Je dirais, mais cela reste à réfléchir : le spectateur peut arriver à n’importe quel moment de la DF sans que cela ne gène personne ni ce qui se passe, et en étant à l’aise lui-même, s’il s’inclut dans le processus de problématisation, de lui-même ou avec l’aide de quelqu’un qui le met au courant. Cette inclusion peut se faire de sa place de spectateur pouvant devenir acteur à tout moment qu’il choisirait, pendant l’éveil des sensations, puis sur la scène ou sur sa bordure.
!!!! La bordure scénique
Il n’est pas forcément besoin d’arrêter la danse pour une intervention sur la bordure scénique, c’est au choix de chacun.
J’ai observé une plus grande flexibilité du rythme général de la DF, une dynamique plus diversifiée avec ce procédé, peut-être du fait que cela rend tout le monde, meneur compris, plus vigilant.

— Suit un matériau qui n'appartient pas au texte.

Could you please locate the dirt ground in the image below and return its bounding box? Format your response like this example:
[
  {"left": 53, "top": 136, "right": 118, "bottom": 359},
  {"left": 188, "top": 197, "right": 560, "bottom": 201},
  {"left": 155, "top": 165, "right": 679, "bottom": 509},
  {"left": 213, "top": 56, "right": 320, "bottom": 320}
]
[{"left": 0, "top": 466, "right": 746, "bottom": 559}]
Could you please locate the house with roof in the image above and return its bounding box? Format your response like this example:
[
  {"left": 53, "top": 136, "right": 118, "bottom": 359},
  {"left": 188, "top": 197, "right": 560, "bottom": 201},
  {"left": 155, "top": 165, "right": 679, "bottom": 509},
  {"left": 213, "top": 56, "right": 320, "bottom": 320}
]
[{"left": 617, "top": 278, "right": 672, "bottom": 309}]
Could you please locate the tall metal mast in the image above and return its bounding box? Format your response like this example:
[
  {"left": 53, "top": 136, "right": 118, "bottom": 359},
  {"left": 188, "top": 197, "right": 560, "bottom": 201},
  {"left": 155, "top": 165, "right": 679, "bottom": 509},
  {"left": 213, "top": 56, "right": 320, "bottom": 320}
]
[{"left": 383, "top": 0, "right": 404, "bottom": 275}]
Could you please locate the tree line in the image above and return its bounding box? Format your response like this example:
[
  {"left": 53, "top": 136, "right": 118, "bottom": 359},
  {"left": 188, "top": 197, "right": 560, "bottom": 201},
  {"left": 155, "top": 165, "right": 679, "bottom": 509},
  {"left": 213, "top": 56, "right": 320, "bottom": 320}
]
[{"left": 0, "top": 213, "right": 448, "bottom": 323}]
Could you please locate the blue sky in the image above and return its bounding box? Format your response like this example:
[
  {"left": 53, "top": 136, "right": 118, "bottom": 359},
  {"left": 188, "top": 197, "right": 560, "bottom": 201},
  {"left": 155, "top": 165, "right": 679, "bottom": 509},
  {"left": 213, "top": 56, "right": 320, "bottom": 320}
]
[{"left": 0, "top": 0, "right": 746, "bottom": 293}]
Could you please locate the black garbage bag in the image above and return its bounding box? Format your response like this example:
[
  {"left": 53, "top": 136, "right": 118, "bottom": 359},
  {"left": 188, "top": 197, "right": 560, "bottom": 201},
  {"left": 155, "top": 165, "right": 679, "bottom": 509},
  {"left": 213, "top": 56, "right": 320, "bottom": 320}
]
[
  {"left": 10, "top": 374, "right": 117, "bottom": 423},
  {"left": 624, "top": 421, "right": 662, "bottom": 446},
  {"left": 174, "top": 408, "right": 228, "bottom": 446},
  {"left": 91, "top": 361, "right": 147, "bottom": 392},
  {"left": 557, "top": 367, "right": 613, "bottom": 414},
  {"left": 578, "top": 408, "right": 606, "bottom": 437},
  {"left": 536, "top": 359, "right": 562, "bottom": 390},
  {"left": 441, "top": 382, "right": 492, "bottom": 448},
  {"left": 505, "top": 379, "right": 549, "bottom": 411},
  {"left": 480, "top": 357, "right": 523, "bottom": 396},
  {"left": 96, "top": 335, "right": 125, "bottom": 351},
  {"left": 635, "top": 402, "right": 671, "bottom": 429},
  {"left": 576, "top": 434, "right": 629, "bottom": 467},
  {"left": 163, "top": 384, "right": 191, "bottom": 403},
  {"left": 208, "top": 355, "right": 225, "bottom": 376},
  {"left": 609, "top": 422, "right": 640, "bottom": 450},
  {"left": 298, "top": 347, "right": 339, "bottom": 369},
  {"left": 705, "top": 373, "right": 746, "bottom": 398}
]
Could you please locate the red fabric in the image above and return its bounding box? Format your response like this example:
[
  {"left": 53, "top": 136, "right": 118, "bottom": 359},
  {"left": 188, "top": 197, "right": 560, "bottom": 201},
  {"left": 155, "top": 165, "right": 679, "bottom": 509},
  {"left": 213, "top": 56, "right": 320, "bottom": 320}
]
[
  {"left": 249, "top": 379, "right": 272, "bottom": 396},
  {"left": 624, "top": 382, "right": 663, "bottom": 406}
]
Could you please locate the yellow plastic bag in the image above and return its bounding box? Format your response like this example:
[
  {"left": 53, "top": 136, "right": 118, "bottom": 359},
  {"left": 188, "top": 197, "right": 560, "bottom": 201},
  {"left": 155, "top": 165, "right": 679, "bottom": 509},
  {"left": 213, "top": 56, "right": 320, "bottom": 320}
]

Annoncer systématiquement une intervention fait ronronner les esprits, en supprimant toute surprise, dirait-on…
Un autre point concerne la possibilité de parole sur la bordure scénique. Il est arrivé plusieurs fois que l’un de nous se positionne pour dire ou lire un texte, sans se signaler par le clappement des mains qui aurait fait se suspendre la danse. Si la musique est présente, le meneur n’est pas obligé pour autant de baisser le son comme je l’ai fait presque systématiquement le deuxième jour. Le lendemain, laisser la musique à volume normal a permis à certains lecteurs de projeter leur voix pour que le texte soit audible et accompagne la danse. J’ai observé que lorsqu’un lecteur souhaitait le silence, il choisissait spontanément une plage silencieuse, ou parfois je percevais le besoin de silence ambiant juste avant qu’il ne prenne la parole, comme un écrin à mots.
!!!! L’opinion
L’opinion de chacun n’est pas à rejeter, mais à problématiser. Elle est ce qui arrive en premier lorsqu’on parle, il faut donc partir d’elle.
L’opinion est souvent ce qui arrive en premier à l’esprit lorsqu’on est consulté sur ce qu’on a vu et dont on a été témoin. Partir de l’opinion, positive comme négative, c’est donner sa place au jugement personnel, mais afin de le problématiser, lui donner différents angles de vue, le questionner et le dépasser en quelque sorte, pour en faire quelque chose d’intéressant pour tous.
!!!! Bilan et vidéo
Choisir un extrait pertinent de ce qui a été filmé pour le bilan, de préférence choisi par le meneur qui a été regard pendant toute la danse forum, et non pas tout regarder.
Je pense que le choix de l’extrait à visionner peut être fait par tous les participants et que le meneur peut donner son avis en amont ou en aval du choix, ou encore aider à sélectionner une option si plusieurs se présentent. Un peu comme pour le choix du thème, qui émerge et que le meneur aide à cueillir. La longueur de l’extrait est déterminée en fonction du temps imparti au visionnage, suivi du bilan.
Depuis longtemps nous nous disons que structurer de façon plus formelle le bilan lui ferait gagner en teneur. Nous ne nous y sommes pas encore attelés.
Il faudrait que le bilan soit bien celui de la danse forum qui vient d’avoir lieu, lorsqu’il y a des nouveaux participants qui ne sont pas censés être partie prenante à priori de la construction même de la forme « danse forum ». Il est important de ne pas faire un « méta bilan » sur le bilan lui-même…Mais plutôt nous réserver des moments de réflexion « entre nous », en dehors des danse forum, pour continuer sa construction (sauf bien sûr lorsque nous décidons de faire des danse forum « internes », dont l’objet même est la danse forum).